There are 3 rating systems you need to consider when choosing a high efficiency solar panel:
The PTC rating system measures PV (photovoltaic) output under specific conditions such as amount of direct sunlight, air temperature, wind speed, and elevation, so that solar panel efficiency can be accurately measured and compared.
PTC is a standardized rating system that was developed as part of the PVUSA (Photovoltaics for Utility Scale Applications) project to create standardized test conditions for comparing photovoltaic system performance.
STC (Standard Test Conditions) is a rating system that's often used by solar panel manufacturers to describe their product. While STC uses the same variables as the PTC rating system, such as amount of direct sunlight, air temperature, wind speed, and elevation, it uses slightly different numbers in its formula.
STC ratings tend to be higher than PTC ratings and are considered to be less representative of the panel's actual performance.
Though PV panels are manufactured to produce a given number of Watts (a measurement of how much electrical power is available for use), they can never deliver 100% of their advertised power because of unpreventable power losses.
Such power losses result from naturally occurring factors such as electrical resistance caused by transmission through the wires and inverters, extremes of temperature, and the effects of dust, dirt, and snow on the panel's surface.
After these types of losses are factored into a panel's performance, the manufacturer will advertise the Minimum Warranted Power Rating that they will guarantee for the solar panel.
PTC versus STC Ratings:
Use the PTC rating as your standard for comparing solar panels. Do NOT compare PTC values with STC values; that would be like comparing apples to oranges.
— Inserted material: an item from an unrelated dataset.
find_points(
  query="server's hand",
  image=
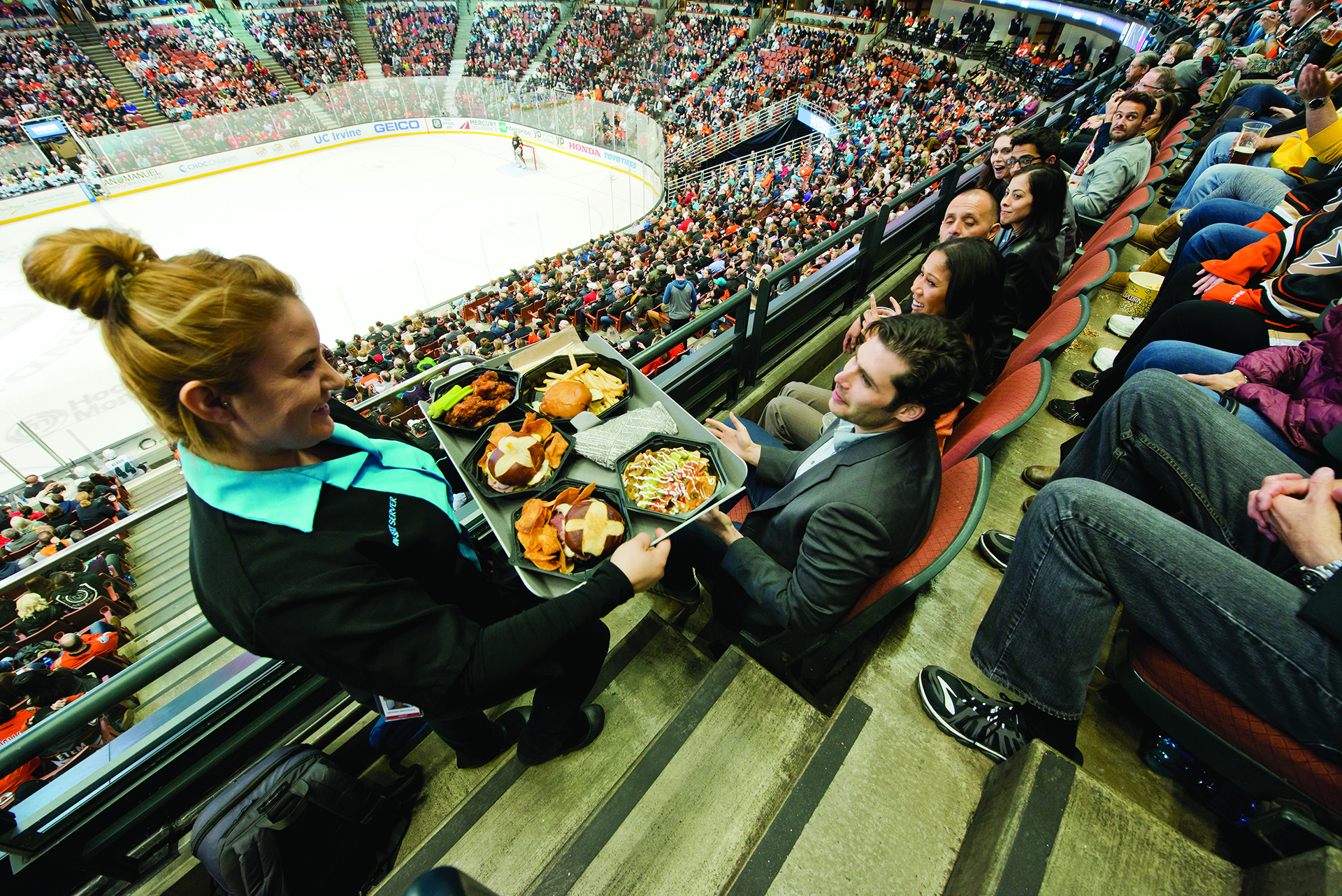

A solar panel's PTC rating is generally lower than its STC rating because PTC factors are more stringent (lower air temperature, and so on).
As a comparison example, a 185 Watt solar panel manufactured by Brand A might have a PTC rating of 165.9, and a similar PV panel manufactured by Brand B might have a PTC rating of 163.7. Brand A could be expected to have a slightly better performance than Brand B. The difference might not seem large, but in an array of 50 PV panels it could be significant.
So, when comparing solar panels, use the PTC rating, the higher the better, and consider the manufacturer's Minimum Warranted Power Rating, the higher the better.
If neither of these efficiency classifications appears in the manufacturer's advertising, request the manufacturer's specification sheets to make sure you are getting the best solar panel efficiency for your hard-earned money.